I leave this simple calculation as an exercise for the reader. If prices go up 25% and quantity demanded drops by a percentage equal to four times the percentage price increase, what is the new amount demanded?
It works out that way only because of using the wrong estimate. With the correct estimate, then you couldn't just "take the deficit and divide by imports."
Some people think it was ChatGPT/Grok....
https://www.theverge.com/news/642620/trump-tariffs-formula-ai-chatgpt-gemini-claude-grok
Sam Harris on Trump's lying: https://www.youtube.com/watch?v=5LKBoH92pVA
It's a feature, not a bug
I note with curiosity the funding sources for at least one of the orgs challenging these tariffs. And now in short order we have Steve C. and Lindgren (who defrosted him?? Twice!) posting similar. Is Lenny Leo sending a message to the MAGA ultras?
1) I'm concerned that the OP thinks that this is a simple data / math error, and if the Trump administration would just correct this teeny weeny little smidge, the OP could fully defend the tariffs and the administration.
2) I'm concerned that the OP thinks that anything that happened in Trump's current term is anything other than creating as much chaos as he can get away with, with the intent of staying out of jail, with just enough scraps thrown to the Republican leadership so they can easily tell their constituents that it's all according to God's plan, and there's no need to speak against Trump, much less begin impeachment proceedings, or protest, or cry in their beer.
Note the OP partially addressed that in an earlier comment reply:
Jim Lindgren 2 hours ago:
"Assuming AEI's claims are true, I agree that the errors might have been intentional.
And I hope that you are correct that it's mostly just a negotiating tactic."
Dow fell less than 1% today and the S&P500 less than a quarter of a percent.

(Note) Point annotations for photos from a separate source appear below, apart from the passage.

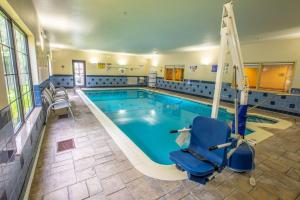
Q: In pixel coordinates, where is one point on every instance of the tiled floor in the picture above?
(97, 169)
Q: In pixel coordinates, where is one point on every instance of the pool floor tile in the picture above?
(97, 169)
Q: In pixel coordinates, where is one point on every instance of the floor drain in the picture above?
(65, 145)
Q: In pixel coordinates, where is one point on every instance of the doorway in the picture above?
(79, 73)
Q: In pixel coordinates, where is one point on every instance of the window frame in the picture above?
(174, 67)
(12, 42)
(259, 75)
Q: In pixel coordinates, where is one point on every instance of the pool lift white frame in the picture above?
(230, 42)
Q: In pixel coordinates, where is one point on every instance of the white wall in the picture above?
(264, 51)
(136, 65)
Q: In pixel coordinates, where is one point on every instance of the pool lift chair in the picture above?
(61, 91)
(212, 146)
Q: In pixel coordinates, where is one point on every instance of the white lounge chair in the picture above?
(56, 103)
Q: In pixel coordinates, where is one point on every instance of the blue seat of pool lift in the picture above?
(198, 160)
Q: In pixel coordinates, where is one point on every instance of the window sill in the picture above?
(24, 132)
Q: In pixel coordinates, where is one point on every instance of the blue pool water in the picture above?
(147, 117)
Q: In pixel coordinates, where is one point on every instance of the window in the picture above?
(23, 70)
(269, 76)
(15, 61)
(174, 72)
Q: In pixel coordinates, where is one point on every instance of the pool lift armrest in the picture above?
(180, 130)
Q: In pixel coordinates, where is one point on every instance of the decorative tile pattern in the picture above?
(282, 103)
(113, 81)
(66, 81)
(98, 81)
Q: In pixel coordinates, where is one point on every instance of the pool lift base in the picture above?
(240, 157)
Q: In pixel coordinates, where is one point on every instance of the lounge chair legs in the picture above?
(71, 113)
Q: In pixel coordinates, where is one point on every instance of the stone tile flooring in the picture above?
(97, 169)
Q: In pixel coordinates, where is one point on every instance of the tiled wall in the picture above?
(97, 81)
(15, 168)
(271, 101)
(38, 89)
(114, 81)
(62, 81)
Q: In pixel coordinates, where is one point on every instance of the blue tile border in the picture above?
(270, 101)
(94, 81)
(61, 80)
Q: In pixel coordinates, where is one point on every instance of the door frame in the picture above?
(84, 70)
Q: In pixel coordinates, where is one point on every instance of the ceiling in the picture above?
(144, 26)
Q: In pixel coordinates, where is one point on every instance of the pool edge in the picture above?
(134, 154)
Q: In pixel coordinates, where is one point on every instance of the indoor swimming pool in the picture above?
(146, 117)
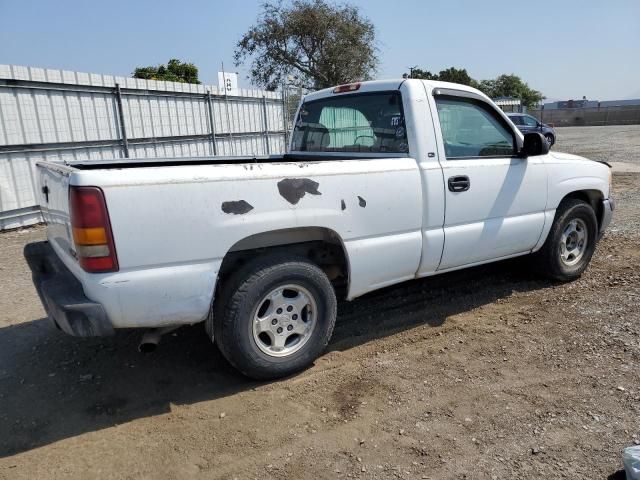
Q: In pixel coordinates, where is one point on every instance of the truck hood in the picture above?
(570, 156)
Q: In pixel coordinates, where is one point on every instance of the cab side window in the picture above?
(471, 128)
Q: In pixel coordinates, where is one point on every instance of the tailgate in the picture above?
(54, 202)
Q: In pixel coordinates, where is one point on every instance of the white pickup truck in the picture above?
(385, 181)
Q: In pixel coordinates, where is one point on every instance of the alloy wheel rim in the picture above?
(573, 242)
(284, 320)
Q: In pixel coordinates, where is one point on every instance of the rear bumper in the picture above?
(62, 295)
(608, 206)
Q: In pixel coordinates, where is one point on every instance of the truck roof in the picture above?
(393, 84)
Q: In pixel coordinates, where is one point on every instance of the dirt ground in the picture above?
(487, 373)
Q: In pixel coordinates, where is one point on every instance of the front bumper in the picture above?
(608, 206)
(62, 295)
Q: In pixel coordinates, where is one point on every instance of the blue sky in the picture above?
(566, 49)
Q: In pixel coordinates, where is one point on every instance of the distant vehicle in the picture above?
(527, 123)
(385, 181)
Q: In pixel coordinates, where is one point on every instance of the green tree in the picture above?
(457, 75)
(502, 86)
(421, 74)
(174, 71)
(511, 86)
(451, 74)
(318, 43)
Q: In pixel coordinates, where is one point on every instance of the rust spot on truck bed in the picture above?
(293, 189)
(237, 207)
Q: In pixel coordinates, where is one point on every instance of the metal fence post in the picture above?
(285, 114)
(226, 107)
(266, 125)
(212, 123)
(123, 130)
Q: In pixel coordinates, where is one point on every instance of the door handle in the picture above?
(459, 183)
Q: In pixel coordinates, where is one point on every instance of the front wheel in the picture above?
(571, 242)
(275, 317)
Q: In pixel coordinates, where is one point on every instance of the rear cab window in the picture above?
(472, 129)
(365, 122)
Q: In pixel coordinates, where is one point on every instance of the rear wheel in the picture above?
(275, 317)
(550, 138)
(571, 242)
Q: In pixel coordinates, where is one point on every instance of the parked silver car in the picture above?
(528, 123)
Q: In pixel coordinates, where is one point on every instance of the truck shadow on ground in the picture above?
(53, 386)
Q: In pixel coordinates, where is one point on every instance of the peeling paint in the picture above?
(238, 207)
(293, 189)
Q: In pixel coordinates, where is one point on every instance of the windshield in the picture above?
(366, 122)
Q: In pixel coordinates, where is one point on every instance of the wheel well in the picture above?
(321, 246)
(592, 197)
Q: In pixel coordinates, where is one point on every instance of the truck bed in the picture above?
(122, 163)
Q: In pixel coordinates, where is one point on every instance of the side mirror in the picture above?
(534, 144)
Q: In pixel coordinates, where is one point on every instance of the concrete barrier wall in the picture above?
(570, 117)
(55, 115)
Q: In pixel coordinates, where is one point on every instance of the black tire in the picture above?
(243, 294)
(550, 138)
(548, 260)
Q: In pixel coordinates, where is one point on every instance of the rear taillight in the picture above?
(92, 230)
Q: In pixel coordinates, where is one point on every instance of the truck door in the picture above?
(494, 200)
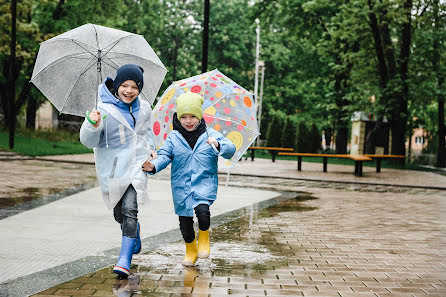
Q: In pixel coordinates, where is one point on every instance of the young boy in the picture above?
(194, 176)
(121, 141)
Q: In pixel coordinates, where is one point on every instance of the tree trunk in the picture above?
(441, 154)
(175, 59)
(341, 138)
(204, 58)
(12, 75)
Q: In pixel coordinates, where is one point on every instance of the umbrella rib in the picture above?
(80, 44)
(58, 61)
(223, 119)
(125, 54)
(114, 44)
(75, 83)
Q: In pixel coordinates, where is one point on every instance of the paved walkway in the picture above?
(297, 238)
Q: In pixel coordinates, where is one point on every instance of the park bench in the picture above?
(359, 159)
(273, 151)
(380, 157)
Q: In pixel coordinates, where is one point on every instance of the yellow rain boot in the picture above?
(203, 244)
(191, 253)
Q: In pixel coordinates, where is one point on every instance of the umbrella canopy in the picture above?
(227, 107)
(70, 66)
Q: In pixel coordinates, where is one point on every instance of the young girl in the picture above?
(120, 134)
(194, 173)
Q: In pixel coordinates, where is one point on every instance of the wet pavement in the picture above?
(341, 238)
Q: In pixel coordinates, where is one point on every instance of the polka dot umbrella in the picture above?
(227, 108)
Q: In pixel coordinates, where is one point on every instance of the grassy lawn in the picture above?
(42, 143)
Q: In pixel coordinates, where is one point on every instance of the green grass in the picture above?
(386, 163)
(42, 143)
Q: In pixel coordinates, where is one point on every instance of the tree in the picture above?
(316, 139)
(303, 138)
(204, 57)
(440, 73)
(289, 134)
(274, 133)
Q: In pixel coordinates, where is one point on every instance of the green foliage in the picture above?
(289, 134)
(31, 145)
(274, 133)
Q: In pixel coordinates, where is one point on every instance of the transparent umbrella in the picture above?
(227, 107)
(70, 66)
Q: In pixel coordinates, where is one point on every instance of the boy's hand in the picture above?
(214, 141)
(95, 115)
(148, 166)
(153, 155)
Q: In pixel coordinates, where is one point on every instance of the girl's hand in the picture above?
(214, 141)
(153, 155)
(148, 166)
(95, 115)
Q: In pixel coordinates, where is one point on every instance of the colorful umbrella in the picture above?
(227, 107)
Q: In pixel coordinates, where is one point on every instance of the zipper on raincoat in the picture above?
(134, 120)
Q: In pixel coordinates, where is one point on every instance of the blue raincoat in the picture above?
(194, 172)
(119, 150)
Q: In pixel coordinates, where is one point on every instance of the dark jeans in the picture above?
(187, 223)
(126, 213)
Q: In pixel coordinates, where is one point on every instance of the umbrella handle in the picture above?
(87, 115)
(215, 149)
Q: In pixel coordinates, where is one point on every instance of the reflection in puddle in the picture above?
(127, 287)
(222, 253)
(243, 253)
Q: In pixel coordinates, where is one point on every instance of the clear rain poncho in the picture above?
(119, 150)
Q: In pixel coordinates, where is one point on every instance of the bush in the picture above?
(274, 132)
(289, 134)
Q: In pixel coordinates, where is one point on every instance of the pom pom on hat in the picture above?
(129, 72)
(189, 103)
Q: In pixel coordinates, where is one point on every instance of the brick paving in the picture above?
(324, 242)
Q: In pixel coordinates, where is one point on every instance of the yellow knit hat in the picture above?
(189, 103)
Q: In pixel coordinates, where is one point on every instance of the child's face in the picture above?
(189, 122)
(128, 91)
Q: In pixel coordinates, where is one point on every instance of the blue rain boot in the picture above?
(122, 268)
(138, 245)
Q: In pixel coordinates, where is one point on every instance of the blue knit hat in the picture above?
(129, 72)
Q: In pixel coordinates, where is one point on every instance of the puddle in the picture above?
(244, 248)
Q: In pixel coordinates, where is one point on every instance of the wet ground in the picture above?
(24, 179)
(313, 244)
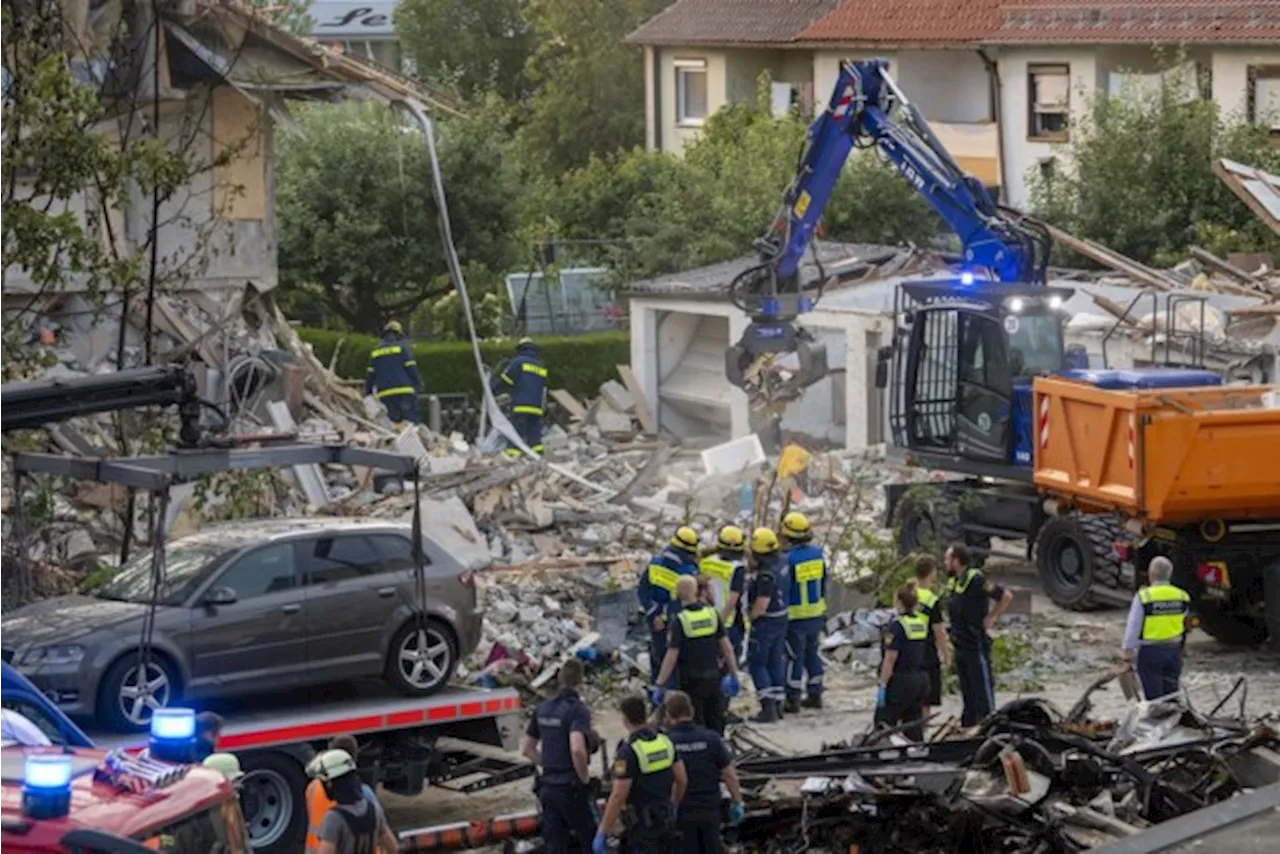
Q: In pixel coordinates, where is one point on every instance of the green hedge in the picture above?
(579, 364)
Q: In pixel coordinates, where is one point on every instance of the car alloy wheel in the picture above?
(424, 658)
(140, 698)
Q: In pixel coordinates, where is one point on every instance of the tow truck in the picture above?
(458, 738)
(979, 387)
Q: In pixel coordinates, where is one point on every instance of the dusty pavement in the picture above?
(1061, 654)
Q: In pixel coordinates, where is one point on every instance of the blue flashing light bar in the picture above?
(46, 786)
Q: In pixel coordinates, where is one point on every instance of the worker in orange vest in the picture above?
(318, 802)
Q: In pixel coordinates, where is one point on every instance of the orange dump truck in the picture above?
(1191, 473)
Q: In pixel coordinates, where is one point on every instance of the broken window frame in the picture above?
(1270, 73)
(686, 69)
(1036, 112)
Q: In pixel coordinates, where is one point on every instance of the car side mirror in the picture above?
(883, 356)
(219, 596)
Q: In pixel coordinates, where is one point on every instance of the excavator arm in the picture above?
(996, 243)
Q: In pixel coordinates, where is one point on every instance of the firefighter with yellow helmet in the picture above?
(767, 604)
(807, 612)
(657, 592)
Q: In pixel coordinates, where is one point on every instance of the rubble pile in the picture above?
(1031, 779)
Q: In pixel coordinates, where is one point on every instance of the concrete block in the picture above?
(451, 526)
(616, 394)
(734, 456)
(613, 424)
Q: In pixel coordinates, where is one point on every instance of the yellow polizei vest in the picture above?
(699, 622)
(915, 626)
(720, 576)
(805, 572)
(654, 754)
(1164, 610)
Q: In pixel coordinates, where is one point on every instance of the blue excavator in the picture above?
(964, 352)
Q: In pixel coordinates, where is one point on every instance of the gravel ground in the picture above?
(1068, 652)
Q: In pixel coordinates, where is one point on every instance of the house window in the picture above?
(1050, 101)
(690, 91)
(1264, 101)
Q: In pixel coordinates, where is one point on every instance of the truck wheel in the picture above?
(273, 797)
(1072, 555)
(124, 703)
(1230, 629)
(421, 662)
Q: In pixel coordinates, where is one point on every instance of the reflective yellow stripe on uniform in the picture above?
(915, 626)
(808, 571)
(698, 622)
(398, 389)
(1164, 612)
(654, 754)
(662, 576)
(720, 575)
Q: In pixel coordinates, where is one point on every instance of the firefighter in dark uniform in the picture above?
(562, 729)
(695, 644)
(970, 624)
(525, 380)
(648, 780)
(393, 374)
(931, 608)
(767, 603)
(708, 763)
(904, 686)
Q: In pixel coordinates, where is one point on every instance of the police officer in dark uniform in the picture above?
(904, 686)
(649, 781)
(708, 763)
(767, 603)
(525, 379)
(562, 727)
(695, 644)
(393, 374)
(970, 624)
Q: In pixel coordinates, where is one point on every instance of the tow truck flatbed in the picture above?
(274, 721)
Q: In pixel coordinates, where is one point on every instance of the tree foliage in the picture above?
(1138, 176)
(471, 46)
(357, 220)
(725, 192)
(588, 86)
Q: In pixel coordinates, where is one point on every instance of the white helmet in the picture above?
(330, 765)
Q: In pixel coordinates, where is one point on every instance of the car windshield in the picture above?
(186, 566)
(219, 829)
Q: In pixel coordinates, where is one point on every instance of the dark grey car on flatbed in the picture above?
(248, 607)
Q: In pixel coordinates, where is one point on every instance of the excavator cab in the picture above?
(959, 374)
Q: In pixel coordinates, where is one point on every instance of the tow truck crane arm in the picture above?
(860, 114)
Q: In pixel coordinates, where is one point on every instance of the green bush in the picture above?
(577, 364)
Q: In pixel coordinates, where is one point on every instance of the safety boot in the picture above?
(768, 712)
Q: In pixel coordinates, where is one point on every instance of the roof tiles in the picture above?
(727, 22)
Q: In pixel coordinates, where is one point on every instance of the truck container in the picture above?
(1187, 473)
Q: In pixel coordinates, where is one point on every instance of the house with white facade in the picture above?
(1001, 82)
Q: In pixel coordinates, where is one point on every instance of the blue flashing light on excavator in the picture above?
(967, 346)
(965, 350)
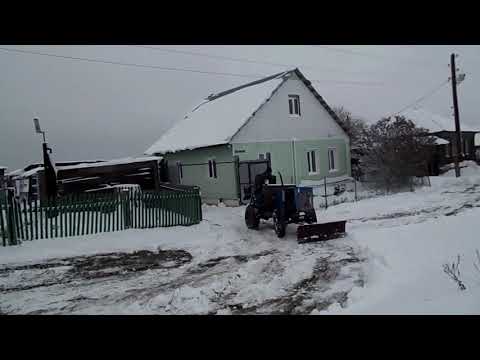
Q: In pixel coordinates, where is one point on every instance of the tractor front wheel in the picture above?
(251, 219)
(279, 223)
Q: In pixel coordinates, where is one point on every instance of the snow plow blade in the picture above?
(321, 232)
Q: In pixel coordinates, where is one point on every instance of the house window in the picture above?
(180, 169)
(212, 169)
(332, 154)
(294, 105)
(312, 162)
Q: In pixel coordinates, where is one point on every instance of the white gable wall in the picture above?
(273, 121)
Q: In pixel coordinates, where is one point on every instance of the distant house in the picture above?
(281, 119)
(443, 129)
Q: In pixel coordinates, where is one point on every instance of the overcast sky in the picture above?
(93, 110)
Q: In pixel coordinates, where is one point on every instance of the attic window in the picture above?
(212, 169)
(294, 105)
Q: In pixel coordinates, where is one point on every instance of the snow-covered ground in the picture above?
(390, 262)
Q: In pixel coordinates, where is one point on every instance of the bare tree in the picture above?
(453, 272)
(357, 130)
(396, 151)
(356, 127)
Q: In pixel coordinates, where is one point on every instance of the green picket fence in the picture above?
(91, 214)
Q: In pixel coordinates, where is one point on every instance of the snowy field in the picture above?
(390, 262)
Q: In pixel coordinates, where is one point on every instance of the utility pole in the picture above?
(457, 117)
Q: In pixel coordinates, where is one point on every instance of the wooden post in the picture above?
(325, 186)
(458, 141)
(12, 236)
(2, 224)
(355, 182)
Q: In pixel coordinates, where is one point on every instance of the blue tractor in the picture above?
(287, 204)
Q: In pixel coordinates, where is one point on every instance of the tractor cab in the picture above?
(286, 204)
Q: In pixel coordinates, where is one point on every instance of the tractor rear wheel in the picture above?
(279, 222)
(311, 217)
(251, 219)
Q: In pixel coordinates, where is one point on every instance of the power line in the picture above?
(242, 60)
(128, 64)
(177, 69)
(430, 93)
(375, 56)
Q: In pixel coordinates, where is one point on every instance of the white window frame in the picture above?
(309, 162)
(212, 170)
(335, 168)
(294, 98)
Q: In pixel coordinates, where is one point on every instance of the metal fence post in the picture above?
(12, 234)
(325, 185)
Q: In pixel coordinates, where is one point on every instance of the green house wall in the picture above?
(285, 155)
(195, 171)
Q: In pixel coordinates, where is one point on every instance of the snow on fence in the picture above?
(334, 191)
(94, 213)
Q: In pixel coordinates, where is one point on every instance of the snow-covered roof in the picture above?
(434, 122)
(219, 117)
(129, 160)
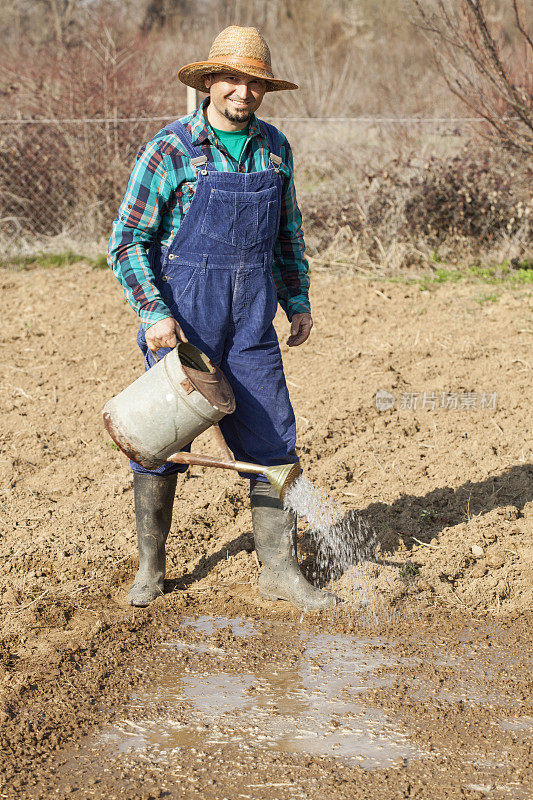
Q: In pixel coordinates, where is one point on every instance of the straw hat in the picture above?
(235, 49)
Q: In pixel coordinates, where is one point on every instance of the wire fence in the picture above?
(66, 177)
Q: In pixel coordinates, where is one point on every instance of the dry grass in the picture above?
(385, 195)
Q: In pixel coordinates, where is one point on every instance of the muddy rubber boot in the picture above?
(154, 498)
(275, 545)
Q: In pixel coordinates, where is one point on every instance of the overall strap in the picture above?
(179, 129)
(274, 139)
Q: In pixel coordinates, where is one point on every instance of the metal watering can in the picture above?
(175, 401)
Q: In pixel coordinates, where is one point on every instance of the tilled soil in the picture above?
(446, 486)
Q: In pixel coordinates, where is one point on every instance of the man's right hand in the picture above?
(165, 333)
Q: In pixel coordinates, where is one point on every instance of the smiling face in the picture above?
(234, 98)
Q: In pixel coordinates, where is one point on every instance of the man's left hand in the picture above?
(301, 325)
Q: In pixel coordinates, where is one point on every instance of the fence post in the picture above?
(192, 99)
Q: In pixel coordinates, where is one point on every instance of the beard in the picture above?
(238, 116)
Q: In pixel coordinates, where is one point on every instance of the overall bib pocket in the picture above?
(176, 281)
(241, 219)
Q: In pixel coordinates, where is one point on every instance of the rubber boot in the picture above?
(154, 498)
(275, 545)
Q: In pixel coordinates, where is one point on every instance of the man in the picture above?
(206, 242)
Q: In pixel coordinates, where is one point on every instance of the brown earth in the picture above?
(432, 482)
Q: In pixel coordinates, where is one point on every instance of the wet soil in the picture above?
(444, 635)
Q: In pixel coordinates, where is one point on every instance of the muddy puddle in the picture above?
(315, 707)
(227, 700)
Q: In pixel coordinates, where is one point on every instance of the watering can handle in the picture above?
(156, 357)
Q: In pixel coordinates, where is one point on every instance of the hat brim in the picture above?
(193, 75)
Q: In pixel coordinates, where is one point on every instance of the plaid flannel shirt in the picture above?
(159, 193)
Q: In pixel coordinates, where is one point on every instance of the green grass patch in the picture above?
(486, 297)
(519, 272)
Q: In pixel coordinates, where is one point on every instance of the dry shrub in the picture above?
(476, 200)
(474, 195)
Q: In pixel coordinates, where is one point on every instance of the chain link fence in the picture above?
(64, 177)
(61, 181)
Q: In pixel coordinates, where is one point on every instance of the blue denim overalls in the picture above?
(216, 279)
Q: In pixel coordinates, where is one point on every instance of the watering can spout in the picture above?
(282, 477)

Nasdaq actually went up a tick!
Maybe the world is not ending?
No, it is after the Tariffpocolypse, BfO.
Don't you feel like that guy O'Donnell, lol? Exhausted yet?
My sides hurt from the laughter.
Now look at the S&P 500 chart since Trump's tariff announcement.
You really need more than a single day's market results before settling on your predictions, Bob.
Given time over the the weekend to digest a most disagreeable meal, much of the financial sector chatter today was whether they'll be a V, W, or U-type recovery. Little support for V, U seems the middle position, and lots of warning to beware the W.
Chatter among the political and governing classes is more about—no matter whether this market downturn is just a blip (V-theory) or the beginning of a raging Bear—damage to the U.S. will be far longer term and greater than any 1st-order financial consequences.
Because, for the foreseeable future (well past Trump's reign), our country has proven itself capable of...
• neither developing and carrying out rational, consistent policies
• nor establishing trustworthy, lasting international or intranational agreements
So...what are the 2nd- and 3rd-order consequences of that?
There is no computational error because there is no computation. It is just Trump's advisors desperately picking arbitrary numbers after the fact in an attempt to justify their boss's tariffs.
Why would anyone seek out lawyers for information about anything but the legality of tariffs?
I don't understand your question. Who do you think is asking which lawyers, about what?
The content of the post (the parts in |blockquotes) is from two AEI economists questioning the accuracy of Trump administration's use of a 2021 paper a third economist (linked) wrote.
It's in a legal blog. It also doesn't comport with the views of economists going back to Bastiat.
Tariffs are not problematic due to math errors but because they are economically destructive and they violate the right to consensual activities. God forbid that these lawyers would offer a muscular defense of inalienable rights.